How OpenAI uses Apache Kafka and Flink for GenAI

How OpenAI Uses Apache Kafka and Flink for GenAI and Agentic AI
OpenAI revealed how it builds and scales the real-time data streaming infrastructure that powers its GenAI systems, including ChatGPT, at the Current 2025 conference in London. This blog post summarizes the role of Apache Kafka and Apache Flink in OpenAI’s architecture—enabling near-instant data processing, continuous feedback loops, and scalable coordination across model training and applications. From simplified Kafka consumption to multi-region Flink pipelines, OpenAI’s sessions showed why real-time data infrastructure is essential for both generative and agentic AI.
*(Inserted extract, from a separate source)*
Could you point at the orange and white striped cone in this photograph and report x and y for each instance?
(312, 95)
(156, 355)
OpenAI pulled back the curtain at the Current 2025 conference in London on how it builds and operates the data streaming infrastructure behind its world-leading GenAI systems.

The message was clear: building powerful models like GPT-4.1 is only part of the equation. Equally critical is the ability to move, transform, and act on data in real time. And that’s where Apache Kafka and Apache Flink come in—powering the infrastructure behind ChatGPT, the user interface available via web and mobile apps.
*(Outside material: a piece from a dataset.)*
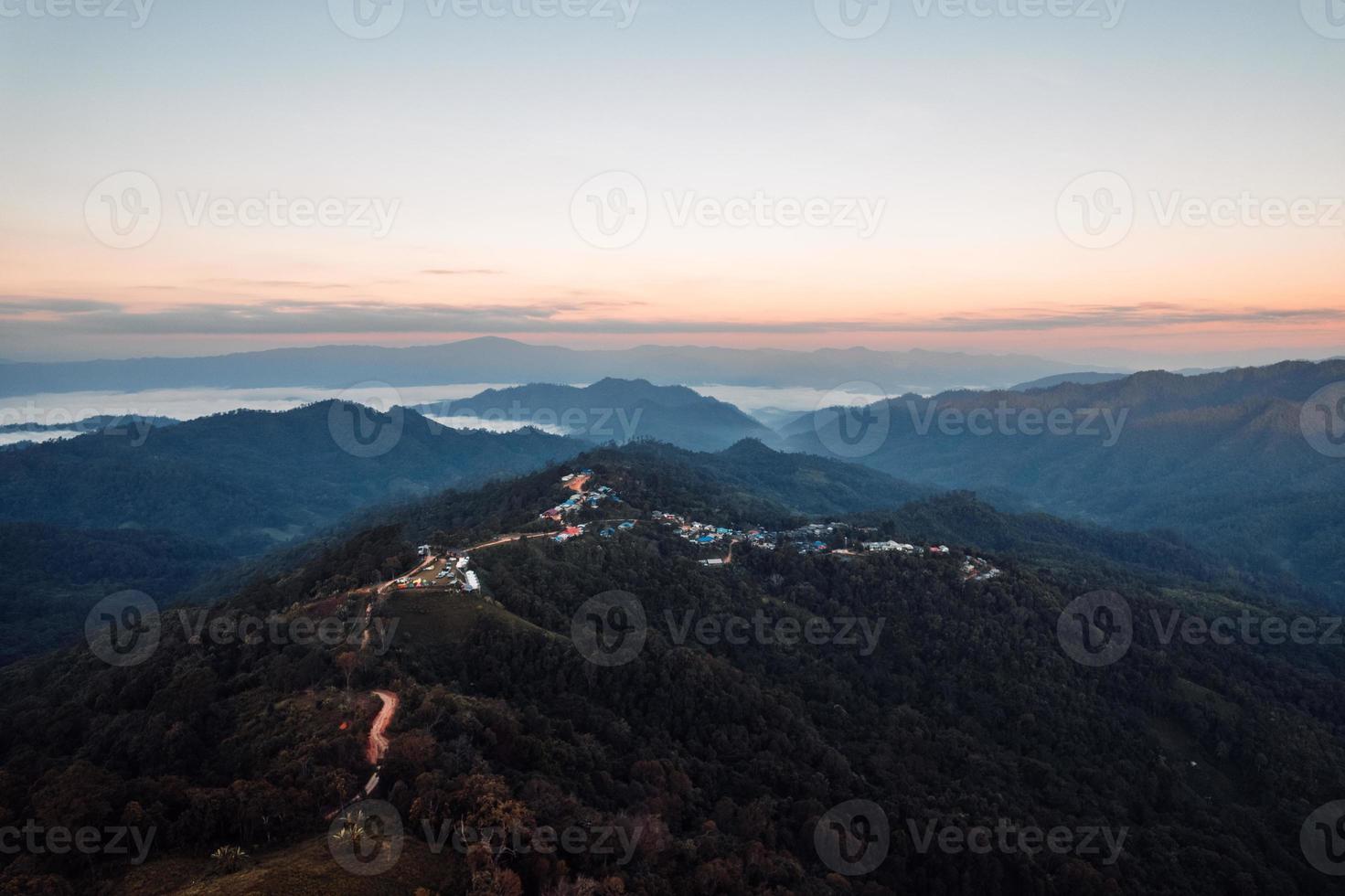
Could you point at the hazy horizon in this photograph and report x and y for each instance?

This post summarizes how OpenAI uses Apache Kafka and Flink for large-scale streaming, how it handles Kafka at global scale, and why stream processing is indispensable for generative and agentic AI. While the three OpenAI talks at Current were highly technical—focused on architecture, infrastructure, and internal APIs—they offered rare insights into how real-time data streaming fuels innovation at one of the world’s most advanced AI companies.

How OpenAI Uses Apache Kafka and Flink for GenAI and Agentic AI

Join the data streaming community and stay informed about new blog posts by subscribing to my newsletter and follow me on LinkedIn or X (former Twitter) to stay in touch. And make sure to download my free book about data streaming use cases, including various AI examples across industries.

What Is OpenAI?

Unless you’ve been living under a rock—or far behind the moon—you’ve heard of OpenAI. The company behind ChatGPT, DALL·E, and Codex has reshaped how the world thinks about artificial intelligence.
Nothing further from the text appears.